A simple mass-spring-damper system is pretty simple. The differential equation can be simply written below:
$$ F= m \frac{d^2x}{dt^2} + b \frac{dx}{dt} + k x(t) $$
which is transformed via LaPlace to:
$$ \frac{F}{s}=x(s)(ms^2+bs+k) $$
Finding the damping value that makes the system critically damped is simple:
$$ s = \frac{-b ±\sqrt{b^2-4mk}}{2m} $$
therefore the system is critically damped when:
$b=\sqrt{4mk}$
Changing the spring to a progressive spring, the origional formula changes to:
$$ F= m \frac{d^2x}{dt^2} + b \frac{dx}{dt} + k x(t)^2. $$
How does the Laplace transform change from this and how does that effect the damping coefficient for critical damping?
Not sure about critically damped or expression for Laplace tranform without convolution in $s$ domain. But here is a way to obtain an analytic solution for $x(t)$.
The equation you want to solve for progressive spring case is not linear. So $e^{sx}$ is no longer an eigen function. I suggest you try to assume $x(t) = \sum_i a_i (t-r)^i$ i.e., $x(t)$ is analytic and solve for the equation $0=m\frac{d^2x}{dt^2} + b \frac{dx}{dt} + k * x(t)^2$.
The equation is $$\sum_{i\geq 2} m i(i-1) \times a_i \times (t-r)^{i-2}+\sum_{i\geq 1} bi \times a_i \times (t-r)^{i-1} + \sum_{i \geq 0} k \times \left(\sum_{k=0}^i a_{i-k} a_k \right) \times(t-r)^i = 0$$
Comparing coefficients of $(t-r)^0$, this will give $2ma_2 + b a_1 + k a_0^2 = 0$.
Comparing coefficients of $(t-r)^1$, this will give $6ma_3 + 2b a_2 + k (a_0a_1+a_1a_0) = 0$.
Comparing coefficients of $(t-r)^i$, this will give $$(i+2)(i+1)m a_{i+2} + (i+1)b a_{i+1} + k \left(\sum_{k=0}^i a_{i-k} a_k \right) = 0$$.
Start by assigning some value for $a_1,a_0$ and back solve to get a solution for $x(t)$. Although it seems there exists a solution if you solve like this, Not sure if its a useful solution for your purpose.
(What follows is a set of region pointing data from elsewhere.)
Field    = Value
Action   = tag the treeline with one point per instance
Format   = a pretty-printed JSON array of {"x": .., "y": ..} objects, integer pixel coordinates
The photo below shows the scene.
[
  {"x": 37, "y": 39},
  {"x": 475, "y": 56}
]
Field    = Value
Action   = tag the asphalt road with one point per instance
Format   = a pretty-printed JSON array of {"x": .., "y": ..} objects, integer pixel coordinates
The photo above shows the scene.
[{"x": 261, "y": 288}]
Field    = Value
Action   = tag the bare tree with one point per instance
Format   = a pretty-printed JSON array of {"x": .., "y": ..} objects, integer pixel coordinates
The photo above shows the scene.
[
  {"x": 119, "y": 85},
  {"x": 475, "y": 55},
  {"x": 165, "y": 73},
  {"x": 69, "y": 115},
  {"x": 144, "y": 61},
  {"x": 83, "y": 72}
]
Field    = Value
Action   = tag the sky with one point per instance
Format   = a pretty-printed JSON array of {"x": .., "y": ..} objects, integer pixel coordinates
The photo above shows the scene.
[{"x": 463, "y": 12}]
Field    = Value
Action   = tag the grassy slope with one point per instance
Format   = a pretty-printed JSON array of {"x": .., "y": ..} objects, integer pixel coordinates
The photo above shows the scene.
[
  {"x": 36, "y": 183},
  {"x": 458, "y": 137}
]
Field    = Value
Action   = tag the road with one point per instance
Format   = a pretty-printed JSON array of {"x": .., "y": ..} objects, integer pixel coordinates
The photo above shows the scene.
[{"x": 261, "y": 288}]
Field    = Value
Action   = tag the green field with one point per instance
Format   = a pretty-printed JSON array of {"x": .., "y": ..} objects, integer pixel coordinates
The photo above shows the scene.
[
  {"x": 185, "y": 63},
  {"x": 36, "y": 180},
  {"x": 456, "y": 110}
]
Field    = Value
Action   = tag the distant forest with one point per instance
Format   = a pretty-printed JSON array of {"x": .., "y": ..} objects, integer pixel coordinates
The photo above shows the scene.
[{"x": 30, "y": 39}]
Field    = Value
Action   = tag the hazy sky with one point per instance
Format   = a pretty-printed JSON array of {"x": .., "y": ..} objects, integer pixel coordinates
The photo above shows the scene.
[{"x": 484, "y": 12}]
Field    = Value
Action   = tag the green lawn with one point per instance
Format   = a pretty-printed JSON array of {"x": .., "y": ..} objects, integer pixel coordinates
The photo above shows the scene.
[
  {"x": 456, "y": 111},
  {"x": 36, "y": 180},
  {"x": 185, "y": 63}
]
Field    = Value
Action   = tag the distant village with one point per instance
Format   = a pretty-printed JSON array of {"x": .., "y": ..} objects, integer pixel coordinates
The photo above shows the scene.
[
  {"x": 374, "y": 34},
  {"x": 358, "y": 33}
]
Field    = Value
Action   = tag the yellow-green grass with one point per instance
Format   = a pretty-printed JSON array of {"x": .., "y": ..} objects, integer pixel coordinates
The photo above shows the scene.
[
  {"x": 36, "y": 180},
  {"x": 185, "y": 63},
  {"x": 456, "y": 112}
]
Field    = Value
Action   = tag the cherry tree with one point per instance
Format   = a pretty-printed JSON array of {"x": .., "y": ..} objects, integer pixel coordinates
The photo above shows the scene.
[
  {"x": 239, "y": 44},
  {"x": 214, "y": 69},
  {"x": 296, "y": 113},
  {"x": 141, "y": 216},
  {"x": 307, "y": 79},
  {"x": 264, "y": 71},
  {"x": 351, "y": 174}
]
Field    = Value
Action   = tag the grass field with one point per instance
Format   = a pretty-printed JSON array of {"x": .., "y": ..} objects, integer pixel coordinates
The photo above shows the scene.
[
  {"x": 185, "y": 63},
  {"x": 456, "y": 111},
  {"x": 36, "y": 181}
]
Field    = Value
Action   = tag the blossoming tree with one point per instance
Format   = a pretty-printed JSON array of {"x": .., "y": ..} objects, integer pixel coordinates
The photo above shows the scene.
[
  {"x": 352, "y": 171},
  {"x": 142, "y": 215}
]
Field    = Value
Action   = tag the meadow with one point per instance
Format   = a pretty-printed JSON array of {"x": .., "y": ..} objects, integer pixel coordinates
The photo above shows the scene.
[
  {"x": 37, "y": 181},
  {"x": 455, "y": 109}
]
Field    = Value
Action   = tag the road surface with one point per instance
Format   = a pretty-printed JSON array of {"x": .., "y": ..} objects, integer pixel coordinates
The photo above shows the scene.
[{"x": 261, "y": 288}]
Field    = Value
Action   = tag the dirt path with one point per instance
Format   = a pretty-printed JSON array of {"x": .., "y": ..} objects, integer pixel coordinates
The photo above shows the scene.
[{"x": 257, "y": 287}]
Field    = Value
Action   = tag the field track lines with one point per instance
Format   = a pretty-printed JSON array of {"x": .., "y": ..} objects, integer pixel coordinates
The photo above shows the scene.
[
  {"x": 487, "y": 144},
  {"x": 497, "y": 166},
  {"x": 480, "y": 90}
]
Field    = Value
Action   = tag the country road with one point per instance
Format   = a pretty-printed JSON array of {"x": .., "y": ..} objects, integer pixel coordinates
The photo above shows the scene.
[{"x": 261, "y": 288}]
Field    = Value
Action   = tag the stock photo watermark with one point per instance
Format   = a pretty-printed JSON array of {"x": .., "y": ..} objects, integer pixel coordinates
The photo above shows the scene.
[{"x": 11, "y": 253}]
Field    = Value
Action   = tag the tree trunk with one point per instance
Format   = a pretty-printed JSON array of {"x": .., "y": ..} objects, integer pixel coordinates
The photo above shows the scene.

Note that $a_0 = x(r)$ and $a_1 = x'(r)$ which are exactly boundary conditions. You can assume $r=0$ for a solution near $t=0$. Note that the solution has a region of convergence and works only in an open interval around $r$. If you want solution for general analytic $F$, then replace the RHS with $b_i$ where $F = \sum_i b_i (t-r)^i$. Technically the last point is the usual trouble. You can only solve for $F$ which is analytic in an open interval around $r$.